As a millennial, that label more fitting for a new Windows operating system than an entire generation (so called for being born within a decade of 2000), I've been led to believe I am part of a directionless group of self-centered children who don't enter adulthood until they turn 30.
Go back to 2010, when a New York Times Magazine article promoted a new term for twenty-something's who stay adolescent past their due: emerging adulthood. Leave it to a Grey Lady to find the youngsters lost in their ways again.
Yes, there are statistics to back some of this up. More of us are moving back home after college than ever before, in part because of a weak economy. According to a Pew Research Poll, us millennials are less likely to have strong political or religious affiliations and less likely to tie our selves down with marriage.
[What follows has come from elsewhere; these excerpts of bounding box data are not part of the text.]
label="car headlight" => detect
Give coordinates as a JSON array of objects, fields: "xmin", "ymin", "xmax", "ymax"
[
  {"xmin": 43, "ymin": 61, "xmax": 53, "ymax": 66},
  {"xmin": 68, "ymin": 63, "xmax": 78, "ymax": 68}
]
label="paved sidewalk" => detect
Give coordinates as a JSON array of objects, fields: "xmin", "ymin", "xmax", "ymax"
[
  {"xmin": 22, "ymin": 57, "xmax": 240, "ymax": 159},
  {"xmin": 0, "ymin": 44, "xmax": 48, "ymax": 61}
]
We're also twice as likely to have posted a selfie than the generation before us. Surprise.
Are we all really Peter Pan's stuck solidly in Never Never Land until we turn 30?
And it's not just the grandma's and grandpa's calling us lost. More than anyone, we think of ourselves as adrift -- our decision making process not unlike a GPS constantly calling out "rerouting" as soon as we feel we've found our way. Just watch an episode of GIRLS, where twenty-something's struggle to find love, friendship, meaning and employment in modern day NYC. It's the defining show of the millennial generation, each character as uncertain about their future as the next.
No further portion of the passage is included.